We are the first to admit that we have a long history of divisiveness and discord. From the time of the destruction of the Second Temple and continuing on until today, we have never truly been whole. How then is it possible for us to suddenly unite in times of pain? This question is not just about a historical paradox, but rather the core of the Jewish religion. The Torah, given to Jews over 3,000 years ago, is what transformed us from a group of freed slaves to God’s chosen people.
The Talmud documents Hillel – a great Talmudic sage – as saying that the underlying message of the whole Torah is one: love your fellow Jew as yourself. In short, love and unity among Jews is the nucleus of our religion.
However, we’re a nation that has been scattered across the world and splintered into many different factions.
Many of our groups have absolutely nothing in common aside from their shared religion. Is it fathomable that our religion be based on something unattainable? The answer, I believe, is what creates our power as a people. Although we may not be similar to one another, although we may not have any single common element other than our shared religion, we still have the ability to unite and come together. Our mutual title of Jew is enough by itself to connect us and bring us together in a shared destiny.
This connection is not physical or tangible, which is why so many fail to take notice of it. But it is perhaps the most important facet of the Jewish people.
In a family, brothers can be different as night and day, yet it is they that develop the strongest bond. No one asks questions about their relationship, because the fact that they are brothers answers everything.
It’s the same with the Jewish people. Just as brothers don’t need anything to bind them, we too don’t need to have anything in common. But as with a brother, it is us that can build the greatest relationship.

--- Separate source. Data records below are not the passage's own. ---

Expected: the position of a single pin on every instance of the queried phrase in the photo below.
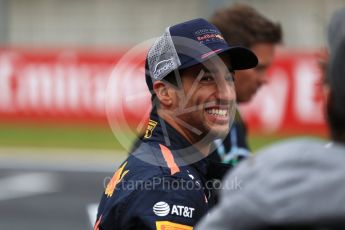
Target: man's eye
(230, 77)
(207, 78)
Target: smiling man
(164, 183)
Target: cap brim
(241, 57)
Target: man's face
(206, 98)
(247, 82)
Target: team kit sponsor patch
(206, 36)
(150, 127)
(163, 209)
(167, 225)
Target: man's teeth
(218, 112)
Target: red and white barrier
(73, 85)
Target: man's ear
(164, 93)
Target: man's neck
(202, 146)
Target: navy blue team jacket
(159, 186)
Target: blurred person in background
(163, 183)
(243, 25)
(297, 184)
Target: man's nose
(226, 91)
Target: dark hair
(242, 25)
(336, 99)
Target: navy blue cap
(190, 43)
(210, 43)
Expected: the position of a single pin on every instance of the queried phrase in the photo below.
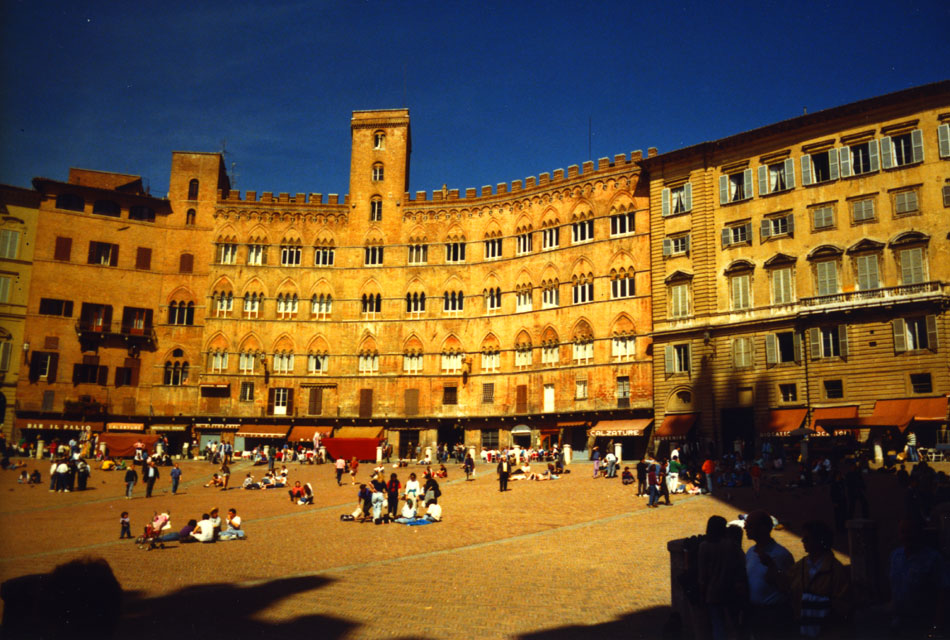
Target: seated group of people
(208, 529)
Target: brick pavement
(546, 559)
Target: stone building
(800, 273)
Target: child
(126, 523)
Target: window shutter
(771, 349)
(917, 140)
(844, 161)
(900, 335)
(943, 140)
(887, 153)
(789, 173)
(814, 343)
(63, 248)
(931, 322)
(806, 170)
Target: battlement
(544, 180)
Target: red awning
(58, 425)
(305, 434)
(122, 445)
(263, 431)
(619, 428)
(783, 421)
(346, 448)
(676, 426)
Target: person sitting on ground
(203, 532)
(433, 511)
(234, 530)
(215, 481)
(627, 476)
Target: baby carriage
(153, 531)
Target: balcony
(925, 291)
(102, 331)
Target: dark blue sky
(497, 90)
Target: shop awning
(359, 432)
(305, 434)
(821, 417)
(782, 422)
(263, 431)
(58, 425)
(125, 426)
(170, 427)
(676, 426)
(620, 428)
(217, 426)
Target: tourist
(769, 612)
(234, 530)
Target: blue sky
(497, 90)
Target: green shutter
(806, 170)
(887, 152)
(917, 140)
(900, 335)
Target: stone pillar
(867, 574)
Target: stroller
(153, 531)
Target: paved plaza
(574, 557)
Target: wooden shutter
(64, 247)
(887, 152)
(789, 173)
(366, 403)
(143, 258)
(771, 349)
(521, 398)
(943, 140)
(917, 142)
(900, 335)
(843, 339)
(814, 342)
(844, 161)
(411, 399)
(931, 322)
(806, 170)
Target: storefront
(631, 435)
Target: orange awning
(676, 426)
(783, 421)
(619, 428)
(305, 434)
(263, 431)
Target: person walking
(151, 475)
(131, 478)
(176, 478)
(504, 470)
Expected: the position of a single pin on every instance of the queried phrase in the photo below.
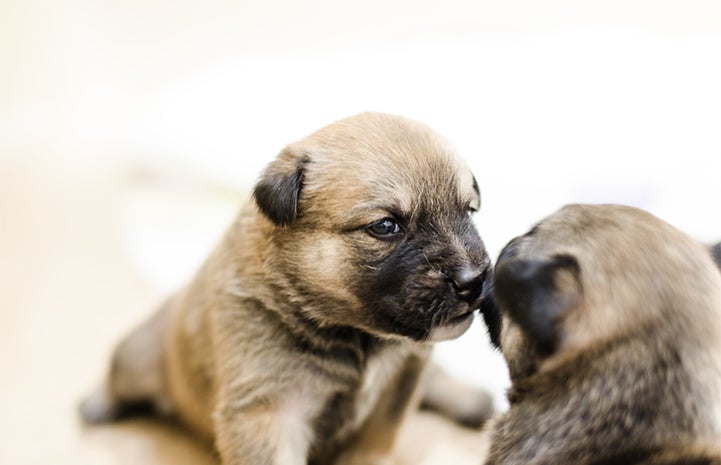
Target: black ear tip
(535, 296)
(277, 193)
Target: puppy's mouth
(452, 327)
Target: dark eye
(384, 229)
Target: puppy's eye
(384, 229)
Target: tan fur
(633, 374)
(284, 349)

Last summer was a tumultuous one for the Jewish people. War raged in Israel, with many of our finest young men being cut down in battle. Anti-Israel protests erupted across Europe, as anti-Semitism once again reared its ugly head. Yet, despite all the pain, something historic came out of this saga. Something essential for our continued survival.
On June 12th, 2014, three young yeshiva boys were kidnapped in Israel. Eighteen days later they were found dead, murdered in cold blood by Hamas terrorists. This tragic incident helped spark the onslaught of Operation Protective Edge.

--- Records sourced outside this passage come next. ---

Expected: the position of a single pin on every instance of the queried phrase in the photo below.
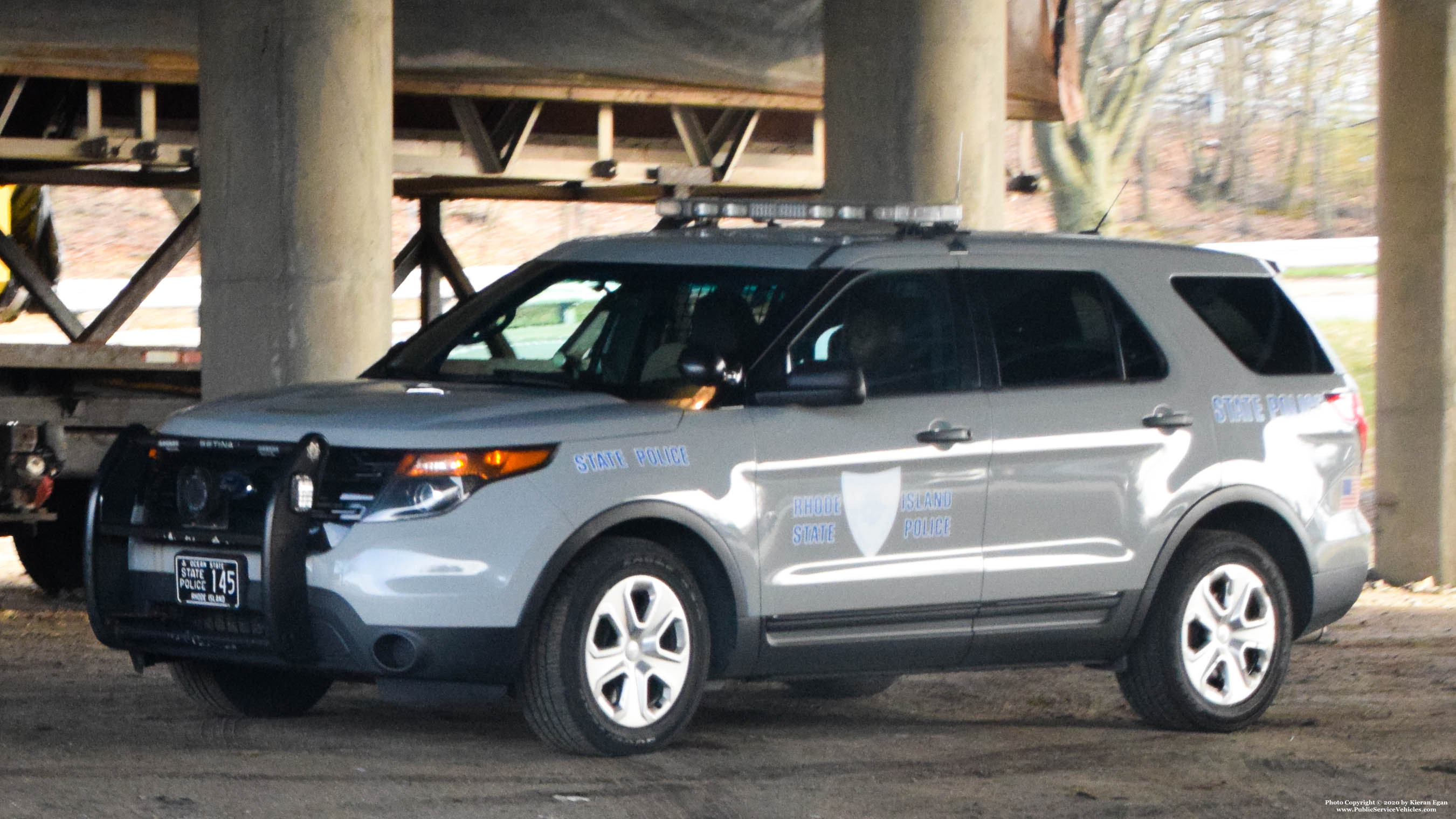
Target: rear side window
(1257, 321)
(1062, 327)
(899, 328)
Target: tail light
(1347, 403)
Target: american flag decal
(1350, 493)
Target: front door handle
(944, 435)
(1165, 419)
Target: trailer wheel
(53, 553)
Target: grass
(1340, 272)
(1355, 343)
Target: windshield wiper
(522, 378)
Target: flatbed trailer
(76, 398)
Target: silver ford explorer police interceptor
(823, 455)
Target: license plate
(210, 581)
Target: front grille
(198, 490)
(351, 480)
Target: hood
(391, 414)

But there was something beyond these heartrending circumstances: these three innocent boys somehow became a symbol of who we are. Jews from all over the world came together in prayer, all momentary squabbles forgotten for the moment. We were united in our goal; united in our pain. It was black hats together with knitted kippot, non-religious together with religious.
Everyone came together for what really mattered.
We marveled at what was happening, amazed at our newly found closeness. But we didn’t realize one thing: when someone’s brother is hurting everything else is forgotten. It’s the same with us Jews. When someone strikes one, he strikes all. We are one family, and we suffer together, all friction put aside for the time. Our reaction was only natural.
But the unity doesn’t have to stop at that. Our connection continues to exist as long as we as a people do. It’s sitting there by the surface, just waiting to be utilized.
The world today is in turmoil. It’s a simmering cauldron just waiting to explode. With terrorist organizations wreaking havoc in the Middle East, and Iran in formidable reach of a nuclear bomb, things just seem to keep getting worse. The only way we can get through these times is as a united nation.
It is difficult for us to bridge our enormous gaps, but the rewards are innumerable. God’s foremost blessing is peace. All we need to do is tap into our unique connection.
To rephrase a famous saying; instead of Rodney King’s plea of “Can we all just get along?” for Jews it should be: “Can’t we all love each other?” Zionists joining together with haredim, uncovered heads coming together with yarmulkes. Our differences are minute compared to who we are as a people. Let us join together and finally bring an end to our sorrows.
The author is a student involved in political science, and has just finished his first book, a history of Manhattan’s historic Lower East Side.